Witnesses describe luminous balls of light, variously red, blue, yellow, and white, appearing above the ridge after dark. Reports describe the lights as silent, moving at varying speeds, sometimes hovering, sometimes ascending or descending, and occasionally splitting or merging. The phenomenon does not occur every night, but recurs frequently enough that organized observation has continued for over a century.
Cherokee and Catawba oral tradition references the lights, with stories typically dating them to a battle between the two nations. The first widely-circulated written account appeared in the Charlotte Daily Observer on September 24, 1913, describing "mysterious lights seen just above the horizon every night," red in color, appearing "punctually" at 7:30 PM and again at 10 PM.

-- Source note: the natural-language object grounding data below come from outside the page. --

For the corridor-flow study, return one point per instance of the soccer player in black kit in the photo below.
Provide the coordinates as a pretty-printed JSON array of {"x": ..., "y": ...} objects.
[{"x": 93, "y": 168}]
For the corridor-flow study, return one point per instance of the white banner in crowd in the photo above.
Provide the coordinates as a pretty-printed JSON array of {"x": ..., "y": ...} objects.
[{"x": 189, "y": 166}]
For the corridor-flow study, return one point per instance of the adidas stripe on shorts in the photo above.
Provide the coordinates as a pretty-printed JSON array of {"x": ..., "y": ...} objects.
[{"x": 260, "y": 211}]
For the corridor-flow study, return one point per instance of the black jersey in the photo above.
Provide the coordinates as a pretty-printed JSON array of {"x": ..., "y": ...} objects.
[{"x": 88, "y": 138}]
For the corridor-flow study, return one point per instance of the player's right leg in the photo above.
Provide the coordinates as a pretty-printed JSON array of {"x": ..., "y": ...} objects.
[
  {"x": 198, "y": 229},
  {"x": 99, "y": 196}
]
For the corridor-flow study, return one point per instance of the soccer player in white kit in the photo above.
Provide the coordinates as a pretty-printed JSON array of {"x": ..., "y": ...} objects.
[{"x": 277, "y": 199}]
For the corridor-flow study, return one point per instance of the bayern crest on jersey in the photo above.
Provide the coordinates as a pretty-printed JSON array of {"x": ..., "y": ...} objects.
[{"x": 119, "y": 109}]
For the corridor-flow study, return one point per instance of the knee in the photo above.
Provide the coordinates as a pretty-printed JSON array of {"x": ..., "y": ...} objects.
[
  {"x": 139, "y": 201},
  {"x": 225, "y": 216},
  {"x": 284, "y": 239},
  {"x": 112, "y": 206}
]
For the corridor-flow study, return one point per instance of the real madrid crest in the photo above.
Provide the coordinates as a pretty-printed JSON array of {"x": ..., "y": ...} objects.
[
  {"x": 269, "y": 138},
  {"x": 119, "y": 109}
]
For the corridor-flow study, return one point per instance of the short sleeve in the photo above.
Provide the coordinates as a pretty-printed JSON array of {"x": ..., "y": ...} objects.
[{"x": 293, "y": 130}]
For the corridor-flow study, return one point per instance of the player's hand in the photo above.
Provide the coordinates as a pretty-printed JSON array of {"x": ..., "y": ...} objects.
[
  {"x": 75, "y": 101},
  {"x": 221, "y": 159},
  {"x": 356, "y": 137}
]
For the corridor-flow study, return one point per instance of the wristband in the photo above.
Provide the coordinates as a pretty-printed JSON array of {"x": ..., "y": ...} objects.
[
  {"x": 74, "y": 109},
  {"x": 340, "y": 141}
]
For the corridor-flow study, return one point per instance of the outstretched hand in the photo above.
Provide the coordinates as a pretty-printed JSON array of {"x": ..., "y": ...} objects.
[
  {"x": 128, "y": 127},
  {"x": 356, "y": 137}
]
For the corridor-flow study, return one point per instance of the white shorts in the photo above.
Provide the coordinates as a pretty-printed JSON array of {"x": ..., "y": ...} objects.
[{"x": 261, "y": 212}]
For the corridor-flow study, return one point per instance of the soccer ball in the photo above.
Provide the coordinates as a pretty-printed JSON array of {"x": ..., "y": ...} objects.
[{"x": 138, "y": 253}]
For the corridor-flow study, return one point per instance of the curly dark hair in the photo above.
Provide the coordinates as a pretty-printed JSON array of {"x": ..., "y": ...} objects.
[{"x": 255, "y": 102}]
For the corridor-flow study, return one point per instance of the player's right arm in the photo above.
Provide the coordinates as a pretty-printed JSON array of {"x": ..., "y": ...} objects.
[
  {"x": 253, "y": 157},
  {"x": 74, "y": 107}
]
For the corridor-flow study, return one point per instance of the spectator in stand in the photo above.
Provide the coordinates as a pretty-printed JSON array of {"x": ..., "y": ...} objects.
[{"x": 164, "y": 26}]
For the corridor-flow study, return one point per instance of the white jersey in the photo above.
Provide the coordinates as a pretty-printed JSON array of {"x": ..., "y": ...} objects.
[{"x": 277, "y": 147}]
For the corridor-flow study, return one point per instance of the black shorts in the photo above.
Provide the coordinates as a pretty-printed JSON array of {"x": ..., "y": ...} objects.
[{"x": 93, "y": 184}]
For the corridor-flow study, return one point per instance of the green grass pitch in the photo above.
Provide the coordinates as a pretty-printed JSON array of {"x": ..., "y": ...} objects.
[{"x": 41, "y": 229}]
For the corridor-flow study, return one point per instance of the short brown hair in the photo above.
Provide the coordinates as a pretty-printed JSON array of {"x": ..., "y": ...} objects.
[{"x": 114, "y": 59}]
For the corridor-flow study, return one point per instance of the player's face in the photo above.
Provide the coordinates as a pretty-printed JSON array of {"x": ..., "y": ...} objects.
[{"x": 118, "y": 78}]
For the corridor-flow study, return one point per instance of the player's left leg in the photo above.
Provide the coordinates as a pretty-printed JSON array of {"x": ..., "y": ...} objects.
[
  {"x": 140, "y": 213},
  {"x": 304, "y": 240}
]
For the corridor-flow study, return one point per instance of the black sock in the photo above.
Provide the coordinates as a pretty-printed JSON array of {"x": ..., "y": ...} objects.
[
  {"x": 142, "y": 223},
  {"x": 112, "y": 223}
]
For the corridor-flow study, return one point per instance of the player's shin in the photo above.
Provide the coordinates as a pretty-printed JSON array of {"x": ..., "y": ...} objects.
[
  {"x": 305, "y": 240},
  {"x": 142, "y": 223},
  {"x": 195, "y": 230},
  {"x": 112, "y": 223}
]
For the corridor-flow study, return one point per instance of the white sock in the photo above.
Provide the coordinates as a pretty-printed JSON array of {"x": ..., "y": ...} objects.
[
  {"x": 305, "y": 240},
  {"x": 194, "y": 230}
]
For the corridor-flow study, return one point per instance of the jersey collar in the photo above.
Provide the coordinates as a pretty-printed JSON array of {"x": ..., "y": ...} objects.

The United States Geological Survey dispatched D.B. Sterrett to investigate later that year. Sterrett concluded that the lights observed from Loven's Hotel near Cold Spring Mountain were the headlights of westbound Southern Railway locomotives, and that train schedules matched the reported timing. A 1916 flood disrupted rail service in the region, and the lights were observed during the disruption, undermining the simple railway explanation. The USGS returned in 1922 with geologist George Rogers Mansfield, who proposed that the lights were a combination of locomotive headlights, automobile headlights, brush fires, and stationary lights misperceived through atmospheric refraction. Mansfield's report acknowledged that some sightings remained unexplained.
Subsequent investigations have proposed ball lightning, swamp gas combustion, mineral phosphorescence, piezoelectric discharge from quartz formations under tectonic stress, and atmospheric mirage effects. None of these explanations has gained universal acceptance among researchers. The Lights have been studied by Appalachian State University faculty, the U.S. Army's Aerial Phenomena Investigation Branch, and independent researchers, with periodic publication of new observations and theories.